The irony of a branch closure
By Jenn Watt
The world is changing – becoming more connected, more wired, less personal, less tangible. We see this in every aspect of our lives. It has transformed how we watch TV, how we communicate with friends, our shopping habits and, yes, our banking.
Most people would agree that the more we bank online the less need we have for the traditional bank teller.
(Whether that is a better way to do things is arguable.)
If we choose to move our money with a click of a mouse or a touch of a smartphone screen, it follows that the person who used to do those things at the bank downtown may no longer be necessary.
Which is why on the face of it, the closure of a little bank branch with peculiar hours in the hamlet of Wilberforce seems obvious.
It had a small base of customers and, as Scotiabank representatives noted, 80 per cent of banking now happens outside the branch.
Except the percentage is likely not quite that high in Wilberforce.

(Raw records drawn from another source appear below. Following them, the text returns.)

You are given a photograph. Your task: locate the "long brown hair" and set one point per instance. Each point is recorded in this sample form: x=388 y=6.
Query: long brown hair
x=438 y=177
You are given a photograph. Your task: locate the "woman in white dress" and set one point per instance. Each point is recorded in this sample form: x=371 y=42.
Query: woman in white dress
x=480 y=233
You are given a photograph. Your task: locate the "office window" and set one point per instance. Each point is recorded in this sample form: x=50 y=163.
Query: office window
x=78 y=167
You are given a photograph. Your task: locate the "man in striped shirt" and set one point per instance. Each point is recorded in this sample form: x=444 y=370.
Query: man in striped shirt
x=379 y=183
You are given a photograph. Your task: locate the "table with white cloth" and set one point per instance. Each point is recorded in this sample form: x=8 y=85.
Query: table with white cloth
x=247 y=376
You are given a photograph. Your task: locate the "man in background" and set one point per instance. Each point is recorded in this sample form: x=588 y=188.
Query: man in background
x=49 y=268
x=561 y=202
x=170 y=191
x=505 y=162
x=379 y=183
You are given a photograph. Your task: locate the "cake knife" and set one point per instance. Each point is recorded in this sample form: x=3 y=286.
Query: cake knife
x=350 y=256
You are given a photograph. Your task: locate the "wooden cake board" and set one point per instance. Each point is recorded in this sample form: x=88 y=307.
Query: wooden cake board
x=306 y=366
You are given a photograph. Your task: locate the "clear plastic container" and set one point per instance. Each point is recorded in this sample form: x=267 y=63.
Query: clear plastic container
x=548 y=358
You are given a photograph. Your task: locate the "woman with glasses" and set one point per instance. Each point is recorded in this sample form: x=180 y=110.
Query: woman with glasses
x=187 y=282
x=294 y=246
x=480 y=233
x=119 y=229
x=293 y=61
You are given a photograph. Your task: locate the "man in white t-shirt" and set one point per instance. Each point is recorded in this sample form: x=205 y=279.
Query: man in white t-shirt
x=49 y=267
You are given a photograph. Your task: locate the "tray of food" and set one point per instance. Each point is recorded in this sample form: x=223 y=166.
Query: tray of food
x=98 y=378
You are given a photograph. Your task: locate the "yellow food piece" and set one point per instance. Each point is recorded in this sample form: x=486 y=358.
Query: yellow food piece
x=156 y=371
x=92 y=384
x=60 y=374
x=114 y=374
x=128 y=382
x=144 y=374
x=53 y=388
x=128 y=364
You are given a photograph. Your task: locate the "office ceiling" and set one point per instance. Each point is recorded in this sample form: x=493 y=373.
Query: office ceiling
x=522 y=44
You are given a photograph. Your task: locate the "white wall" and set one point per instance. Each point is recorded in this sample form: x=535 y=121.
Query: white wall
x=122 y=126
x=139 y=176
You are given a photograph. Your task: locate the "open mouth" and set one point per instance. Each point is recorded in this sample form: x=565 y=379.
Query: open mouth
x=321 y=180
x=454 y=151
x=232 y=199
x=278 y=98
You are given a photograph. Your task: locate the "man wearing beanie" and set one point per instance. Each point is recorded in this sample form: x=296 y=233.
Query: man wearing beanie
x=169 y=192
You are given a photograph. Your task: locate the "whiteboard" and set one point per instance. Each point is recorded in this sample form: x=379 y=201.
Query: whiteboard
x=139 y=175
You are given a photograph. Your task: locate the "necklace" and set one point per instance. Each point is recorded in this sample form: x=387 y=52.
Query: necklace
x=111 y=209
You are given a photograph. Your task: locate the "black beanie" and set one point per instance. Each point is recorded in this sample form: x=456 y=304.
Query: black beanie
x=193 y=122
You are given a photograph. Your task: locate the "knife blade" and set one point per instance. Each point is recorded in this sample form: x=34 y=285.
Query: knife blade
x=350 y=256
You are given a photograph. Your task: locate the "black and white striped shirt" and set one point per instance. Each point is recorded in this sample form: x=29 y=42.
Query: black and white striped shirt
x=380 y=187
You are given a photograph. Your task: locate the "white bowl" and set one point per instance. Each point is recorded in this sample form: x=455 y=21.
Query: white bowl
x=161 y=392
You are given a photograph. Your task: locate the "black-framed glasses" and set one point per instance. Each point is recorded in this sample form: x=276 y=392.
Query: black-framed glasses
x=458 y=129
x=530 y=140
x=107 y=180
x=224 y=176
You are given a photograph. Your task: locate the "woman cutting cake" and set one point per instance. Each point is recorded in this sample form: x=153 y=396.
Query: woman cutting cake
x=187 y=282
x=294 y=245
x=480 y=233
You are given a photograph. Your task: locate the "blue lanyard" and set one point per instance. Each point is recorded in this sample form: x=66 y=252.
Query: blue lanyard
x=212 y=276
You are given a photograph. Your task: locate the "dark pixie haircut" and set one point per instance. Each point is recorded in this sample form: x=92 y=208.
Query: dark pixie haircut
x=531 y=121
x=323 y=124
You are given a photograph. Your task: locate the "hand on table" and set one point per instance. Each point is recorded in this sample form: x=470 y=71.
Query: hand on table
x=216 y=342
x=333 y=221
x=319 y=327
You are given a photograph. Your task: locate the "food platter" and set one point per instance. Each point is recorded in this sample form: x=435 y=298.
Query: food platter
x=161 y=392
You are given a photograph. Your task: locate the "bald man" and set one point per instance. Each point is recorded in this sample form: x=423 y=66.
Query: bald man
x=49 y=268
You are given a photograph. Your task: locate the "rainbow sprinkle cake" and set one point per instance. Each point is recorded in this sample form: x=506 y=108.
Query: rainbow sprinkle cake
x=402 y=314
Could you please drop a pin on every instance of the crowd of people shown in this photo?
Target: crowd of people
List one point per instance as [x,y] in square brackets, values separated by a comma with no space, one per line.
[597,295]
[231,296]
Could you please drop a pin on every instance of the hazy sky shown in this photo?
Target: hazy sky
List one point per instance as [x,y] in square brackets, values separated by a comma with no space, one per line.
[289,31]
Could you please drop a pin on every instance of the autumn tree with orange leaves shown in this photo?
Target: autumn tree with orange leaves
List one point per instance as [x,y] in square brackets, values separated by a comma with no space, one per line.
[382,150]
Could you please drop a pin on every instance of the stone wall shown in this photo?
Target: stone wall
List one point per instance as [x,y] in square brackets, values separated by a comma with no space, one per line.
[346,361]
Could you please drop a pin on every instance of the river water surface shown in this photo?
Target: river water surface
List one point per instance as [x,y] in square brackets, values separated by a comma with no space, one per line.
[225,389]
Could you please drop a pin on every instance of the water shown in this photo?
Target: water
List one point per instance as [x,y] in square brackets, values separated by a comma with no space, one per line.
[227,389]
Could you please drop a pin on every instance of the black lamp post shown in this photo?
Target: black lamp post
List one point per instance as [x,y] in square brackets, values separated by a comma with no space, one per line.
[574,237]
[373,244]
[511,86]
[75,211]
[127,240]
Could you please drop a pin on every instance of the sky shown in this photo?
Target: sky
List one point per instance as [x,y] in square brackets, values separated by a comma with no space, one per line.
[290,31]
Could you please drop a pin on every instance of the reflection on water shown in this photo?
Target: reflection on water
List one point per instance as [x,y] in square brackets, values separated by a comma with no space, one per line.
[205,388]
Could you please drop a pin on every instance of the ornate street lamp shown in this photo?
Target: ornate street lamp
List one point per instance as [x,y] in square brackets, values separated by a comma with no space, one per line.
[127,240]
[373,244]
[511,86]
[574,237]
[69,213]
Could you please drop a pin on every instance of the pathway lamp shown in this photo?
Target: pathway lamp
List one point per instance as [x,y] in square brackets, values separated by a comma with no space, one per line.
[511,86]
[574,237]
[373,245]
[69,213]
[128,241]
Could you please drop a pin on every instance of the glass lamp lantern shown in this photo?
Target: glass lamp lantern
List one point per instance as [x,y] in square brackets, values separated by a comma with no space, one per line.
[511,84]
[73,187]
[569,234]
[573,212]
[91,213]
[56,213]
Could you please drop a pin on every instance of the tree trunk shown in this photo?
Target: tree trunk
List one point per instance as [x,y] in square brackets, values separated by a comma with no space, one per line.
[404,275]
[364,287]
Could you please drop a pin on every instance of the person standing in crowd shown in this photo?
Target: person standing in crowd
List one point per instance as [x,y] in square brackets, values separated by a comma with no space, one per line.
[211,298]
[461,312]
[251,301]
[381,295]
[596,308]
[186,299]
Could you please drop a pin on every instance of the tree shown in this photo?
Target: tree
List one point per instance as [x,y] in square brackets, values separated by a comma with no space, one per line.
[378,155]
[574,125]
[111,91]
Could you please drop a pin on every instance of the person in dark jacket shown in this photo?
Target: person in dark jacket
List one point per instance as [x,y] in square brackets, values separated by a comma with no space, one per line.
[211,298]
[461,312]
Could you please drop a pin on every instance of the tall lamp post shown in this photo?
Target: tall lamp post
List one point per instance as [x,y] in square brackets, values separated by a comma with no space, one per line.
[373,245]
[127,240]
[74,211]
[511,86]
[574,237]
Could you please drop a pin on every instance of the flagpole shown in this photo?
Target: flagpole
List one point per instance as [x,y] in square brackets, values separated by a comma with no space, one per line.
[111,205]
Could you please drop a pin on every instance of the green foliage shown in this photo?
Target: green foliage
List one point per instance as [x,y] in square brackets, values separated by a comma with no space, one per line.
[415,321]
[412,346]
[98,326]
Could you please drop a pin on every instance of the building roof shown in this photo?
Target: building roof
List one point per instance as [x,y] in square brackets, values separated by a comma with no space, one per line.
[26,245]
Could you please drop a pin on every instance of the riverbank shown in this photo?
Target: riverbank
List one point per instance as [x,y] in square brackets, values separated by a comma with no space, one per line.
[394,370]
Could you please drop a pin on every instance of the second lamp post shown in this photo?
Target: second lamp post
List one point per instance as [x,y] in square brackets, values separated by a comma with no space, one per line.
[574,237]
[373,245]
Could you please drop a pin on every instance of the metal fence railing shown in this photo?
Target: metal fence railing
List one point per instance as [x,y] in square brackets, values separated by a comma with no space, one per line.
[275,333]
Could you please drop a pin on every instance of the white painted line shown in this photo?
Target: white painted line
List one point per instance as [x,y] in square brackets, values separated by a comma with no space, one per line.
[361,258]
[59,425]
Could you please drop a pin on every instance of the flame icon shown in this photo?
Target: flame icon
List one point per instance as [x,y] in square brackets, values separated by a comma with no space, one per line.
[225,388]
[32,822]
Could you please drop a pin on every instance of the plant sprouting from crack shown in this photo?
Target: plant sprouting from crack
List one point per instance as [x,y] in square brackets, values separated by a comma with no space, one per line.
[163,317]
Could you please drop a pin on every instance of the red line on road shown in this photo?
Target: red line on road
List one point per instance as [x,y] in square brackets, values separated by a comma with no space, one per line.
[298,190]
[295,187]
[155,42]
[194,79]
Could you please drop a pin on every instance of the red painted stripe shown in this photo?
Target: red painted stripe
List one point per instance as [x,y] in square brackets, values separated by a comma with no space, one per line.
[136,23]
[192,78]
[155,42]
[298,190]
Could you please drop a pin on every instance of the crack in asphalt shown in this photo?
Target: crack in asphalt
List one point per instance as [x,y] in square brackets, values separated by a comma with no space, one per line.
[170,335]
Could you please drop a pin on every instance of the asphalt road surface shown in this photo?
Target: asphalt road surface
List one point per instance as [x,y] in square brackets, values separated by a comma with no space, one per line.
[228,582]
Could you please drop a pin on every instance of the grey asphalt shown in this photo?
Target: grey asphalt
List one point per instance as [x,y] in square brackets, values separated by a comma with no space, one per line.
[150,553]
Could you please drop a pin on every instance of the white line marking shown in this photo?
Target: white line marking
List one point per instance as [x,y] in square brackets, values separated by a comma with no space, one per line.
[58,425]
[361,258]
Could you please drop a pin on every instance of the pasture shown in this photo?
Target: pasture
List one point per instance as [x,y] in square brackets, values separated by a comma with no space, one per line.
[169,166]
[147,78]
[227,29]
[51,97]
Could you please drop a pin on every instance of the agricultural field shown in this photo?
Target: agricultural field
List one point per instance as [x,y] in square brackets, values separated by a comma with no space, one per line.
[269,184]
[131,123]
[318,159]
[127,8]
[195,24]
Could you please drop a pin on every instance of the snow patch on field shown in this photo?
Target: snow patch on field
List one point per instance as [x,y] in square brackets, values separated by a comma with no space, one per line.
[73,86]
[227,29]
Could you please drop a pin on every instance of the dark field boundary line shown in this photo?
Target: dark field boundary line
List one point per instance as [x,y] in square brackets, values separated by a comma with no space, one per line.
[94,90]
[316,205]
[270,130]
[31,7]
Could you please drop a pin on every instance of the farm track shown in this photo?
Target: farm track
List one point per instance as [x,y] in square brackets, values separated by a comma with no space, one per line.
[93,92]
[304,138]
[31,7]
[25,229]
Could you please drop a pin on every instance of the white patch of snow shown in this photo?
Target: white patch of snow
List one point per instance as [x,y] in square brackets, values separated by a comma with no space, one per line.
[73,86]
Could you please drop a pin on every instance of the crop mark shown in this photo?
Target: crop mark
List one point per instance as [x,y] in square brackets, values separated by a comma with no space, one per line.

Highlands East is a part of Haliburton County that has historically suffered from cellphone dead zones and patchy Internet coverage.
Even some who live on main roadways and highways haven’t always had online access and would never be able to cash a cheque using their smartphones while at home.
Yes, there are public access points with high-speed Internet and yes, there are places you can hold your phone just so to get enough bars to call a friend, but overall the area still lags behind.
Which makes it ironic that Wilberforce would be the first ones hit with a branch closure that comes due to increased Internet and mobile banking.
Representatives of the local advocacy group People Before Profits point out that before banks are taken away from small towns, the government should at least ensure there is the cell service to give the population options.
Because more people in bigger, more connected places are banking online, those in Wilberforce without the Internet now have no branch to go to.
Many seniors are now given the added burden of finding a ride to Bancroft (or Haliburton should they choose to switch banks) just to deposit a cheque.
It’s striking how unfair the turn of events is on such a small town.
As this branch closes, provincial and federal governments should be made aware of how crucial their attention and funding will be in the coming years.
Wilberforce can do without a bank – it’s not ideal, but they will survive.
But they, like so many other small, rural places, need the attention of decision makers in order to stay viable.
They need high-speed Internet, reliable cell service and investment in community infrastructure in order to thrive.